For some men this might feel flattering. The immediate reaction a woman should have towards a man, ergo, is to be wary. Anyone who grew up under a dominating mother, anyone who knew a lot of humiliating shrinking before her, would find this appealing, a great buff. 

If she'd of said that since all boys end up servicing the unmet (love) needs of their mothers, men are perpetually afraid of her dominion and rape other women foremost to gain some kind of illusory domination over her, she'd of been less well received I'm sure.

WEDNESDAY, OCTOBER 1, 2014 1:31 AM

Benthead SpudSpudly No society will ever achieve a zero frequency rate for rape.

Why? Rape isn't inherent in men. It's not a desire to have sex but to humiliate.
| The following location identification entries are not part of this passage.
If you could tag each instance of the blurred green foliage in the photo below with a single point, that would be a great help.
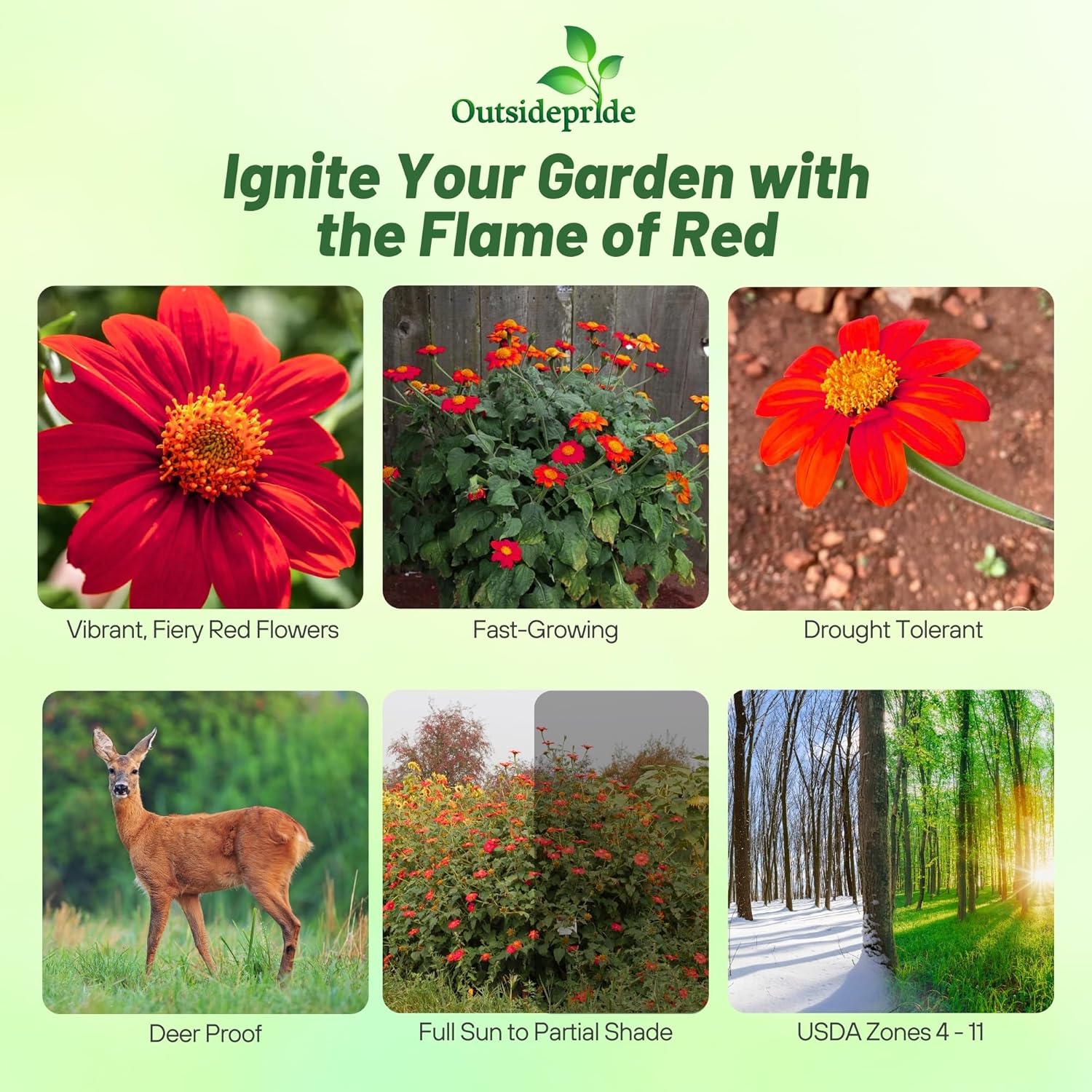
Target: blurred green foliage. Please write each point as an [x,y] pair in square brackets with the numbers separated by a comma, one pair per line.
[297,321]
[306,753]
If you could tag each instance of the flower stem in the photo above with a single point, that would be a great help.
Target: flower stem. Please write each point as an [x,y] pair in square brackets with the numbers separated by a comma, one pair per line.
[945,478]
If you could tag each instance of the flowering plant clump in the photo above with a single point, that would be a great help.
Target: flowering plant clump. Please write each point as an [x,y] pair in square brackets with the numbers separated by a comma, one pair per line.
[197,449]
[567,461]
[566,888]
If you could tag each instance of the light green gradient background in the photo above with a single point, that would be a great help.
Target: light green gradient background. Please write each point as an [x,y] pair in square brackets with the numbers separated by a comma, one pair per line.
[118,120]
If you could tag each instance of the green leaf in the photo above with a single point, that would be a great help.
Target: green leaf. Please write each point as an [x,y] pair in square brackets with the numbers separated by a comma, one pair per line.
[580,44]
[605,522]
[609,66]
[653,515]
[58,325]
[459,464]
[563,79]
[574,552]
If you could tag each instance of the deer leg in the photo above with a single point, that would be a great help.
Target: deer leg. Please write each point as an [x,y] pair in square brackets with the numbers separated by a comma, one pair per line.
[275,903]
[191,908]
[157,922]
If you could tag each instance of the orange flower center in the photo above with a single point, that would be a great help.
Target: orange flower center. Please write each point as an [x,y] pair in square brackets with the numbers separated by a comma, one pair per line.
[858,381]
[212,445]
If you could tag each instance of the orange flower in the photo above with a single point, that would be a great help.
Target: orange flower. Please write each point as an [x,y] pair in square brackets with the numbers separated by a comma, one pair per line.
[550,478]
[663,441]
[614,449]
[402,373]
[568,452]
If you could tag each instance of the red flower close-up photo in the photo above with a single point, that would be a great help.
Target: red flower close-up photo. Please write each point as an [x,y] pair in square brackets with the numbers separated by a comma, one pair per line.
[196,446]
[884,391]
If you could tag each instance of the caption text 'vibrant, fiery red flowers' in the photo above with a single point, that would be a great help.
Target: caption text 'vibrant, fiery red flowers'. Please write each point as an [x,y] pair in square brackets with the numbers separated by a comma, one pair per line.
[196,445]
[885,391]
[506,553]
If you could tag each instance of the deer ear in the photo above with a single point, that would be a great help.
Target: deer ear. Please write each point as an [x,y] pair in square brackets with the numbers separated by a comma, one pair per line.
[104,746]
[144,746]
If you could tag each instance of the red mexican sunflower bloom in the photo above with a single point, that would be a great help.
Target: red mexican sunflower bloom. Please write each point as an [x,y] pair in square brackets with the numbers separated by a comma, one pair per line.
[882,392]
[402,373]
[197,447]
[548,476]
[460,403]
[567,454]
[587,419]
[614,449]
[506,553]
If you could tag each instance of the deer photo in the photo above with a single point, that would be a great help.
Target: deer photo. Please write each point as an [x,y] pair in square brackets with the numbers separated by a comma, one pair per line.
[181,858]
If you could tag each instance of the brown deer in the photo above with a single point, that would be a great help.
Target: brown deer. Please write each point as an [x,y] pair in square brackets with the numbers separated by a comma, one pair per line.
[181,858]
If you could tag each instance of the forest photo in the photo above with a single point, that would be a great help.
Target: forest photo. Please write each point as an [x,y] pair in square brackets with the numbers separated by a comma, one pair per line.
[891,851]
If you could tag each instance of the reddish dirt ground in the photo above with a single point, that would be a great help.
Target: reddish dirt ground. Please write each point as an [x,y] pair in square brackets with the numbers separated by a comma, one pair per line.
[919,554]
Children who are warmly raised by their parents will have no inclination to rape at all, and we can get there, eventually.

TUESDAY, SEPTEMBER 30, 2014 9:56 PM

 Like many Internet habitués

Lines like this have me sometimes wondering if perhaps you shouldn't climb totally over to NYRB, or some such. "Amity," "Susan Sunflower," "Beans and Greens," "Aunt Messy," are all habitués. And if they were ever to meet you would you really want them to see in your face that you still thought them lesser sorts of people for not doing the proper not-ever, or only-to-correct-a-research-mistake, commenting on articles?

Somewhere out there I'm sensing intelligent people reading an article and dying to interact and respond, but deciding against it to keep their sense of themselves intact ... for the pleasure of not being one of them. Sense of self maintained, but democratic discussion loses some. 

Salon, start doing more of what you used to do, and get excited about some of the conversations that ensue on your website. Don't use them to make yourselves feel superior, please -- everyday a comment adventure, indeed.